2015年5月21日木曜日

XD

忘れないうちに映画の感想を書いておこう。グザヴィエ・ドランが出色ですね。

■『セッション』 デミアン・チャゼル
アンドリューがドラムを叩いている廊下の奥の部屋にトラックアップしていくファーストショットの居心地の悪さにこの映画への期待は霧消した。フレーミング、カメラ位置、被写体に近づくスピード。そうしたひとつひとつがいちいちしっくりこないのは、おそらく文法的に間違っているのだろう(それは演出としての居心地の悪さではなく単に出来の悪さとも言い換えることができる)。そういうレベルの映画ということでそんなに騒ぐほどのことはないんじゃないかなと。画面より観念が見たい人向けの映画だよね。

■『バードマン』 アレハンドロ・G・イニャリトゥ
文字通りの舞台裏を縦横無尽に行ったり来たりするカメラはそれだけでも面白いけど、どこでカット割るんだろうってことが気になり出すと結構それに注意を持っていかれてしまう。『バットマン』の俳優が迎えた「中年の危機」を、「ハリウッドスターとしての成功」では得られなかった「アーティスト」としての評価を「ブロードウェイ」で得ることで乗り越えようとするっていうドタバタをワンカメ(に見える)で追っていくのはストーリーも見せ方も確かに巧いし感心もする。マーベルやSNSを揶揄しながらも、バズることで他者の承認を得る演劇人を描くほどほどに知的な態度にも感心する。爆笑問題の漫才みたいに感心する。けど以上。

■『薄氷の殺人』 ディアオ・イーナン
宮部みゆき原作とかそんな感じ。バラバラの遺体が各地で見つかるトリックはシャーロック・ホームズで似たようなのがあったね。中国東北地方という舞台が舞台だけに面白くなりそうなのになり損ねた感じがもったいない。北朝鮮の国境で牛骨振り回してた映画の方が断然面白かったなあ。石炭の工場とか寒そうなロケーションは抜群にいいんだけど、いかんせん話がメロウ過ぎた。
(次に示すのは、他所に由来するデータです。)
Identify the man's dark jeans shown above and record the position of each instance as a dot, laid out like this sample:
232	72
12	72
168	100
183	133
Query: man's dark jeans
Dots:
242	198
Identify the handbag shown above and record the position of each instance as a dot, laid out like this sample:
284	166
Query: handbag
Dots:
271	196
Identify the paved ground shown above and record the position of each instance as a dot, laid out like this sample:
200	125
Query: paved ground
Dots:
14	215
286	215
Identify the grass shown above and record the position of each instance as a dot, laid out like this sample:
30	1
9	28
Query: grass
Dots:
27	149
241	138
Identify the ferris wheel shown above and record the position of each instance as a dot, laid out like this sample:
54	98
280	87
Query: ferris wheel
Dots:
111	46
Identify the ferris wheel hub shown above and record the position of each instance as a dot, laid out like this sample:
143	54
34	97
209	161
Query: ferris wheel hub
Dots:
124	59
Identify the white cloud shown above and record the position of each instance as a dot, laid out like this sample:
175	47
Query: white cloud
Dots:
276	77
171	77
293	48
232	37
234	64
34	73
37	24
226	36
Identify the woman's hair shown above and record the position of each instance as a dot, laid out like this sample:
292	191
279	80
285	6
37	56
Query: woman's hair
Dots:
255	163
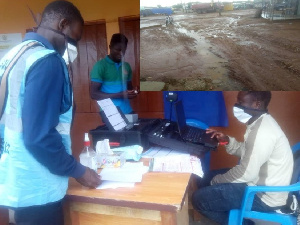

■『トム・アット・ザ・ファーム』 グザヴィエ・ドラン
シャブロル(とかオゾン的な)サスペンス感 meets デプレシャン的な緊張感のある家族関係。役者ドランも素晴らしい。こういうのをやらせても巧い、とは思うけど『わたしはロランス』や『Mommy』のむき出しで勝負してる感じと比べてしまうと、ドランにはこういうギミックは要らないのかなと思ってしまう。ドランのようなフィジカルエリートは得物持つより素手で勝負した方が面白いし、強い。

■『Mommy/マミー』 グザヴィエ・ドラン
スティーブを演じていた主演の男の子がすごい。何がすごいってホンモノにしか見えないというごく表層的な演技のレベルですごい。
個人的にはより普遍的な人間関係を描いてるという点で『ロランス』の方が好きだけど、『マミー』はたぶん同時代でユスターシュの『ママと娼婦』とか見てたらこれくらいの衝撃だったのかなというレベルのすごい映画だと思う。セリフがフランス語だから、パリ郊外くらいの感じで見てると、いきなり飛び込んでくるロケーションの非フランス感(=カナダ感)に突き刺される瞬間がある。この一作でドランは最も注目する監督になった。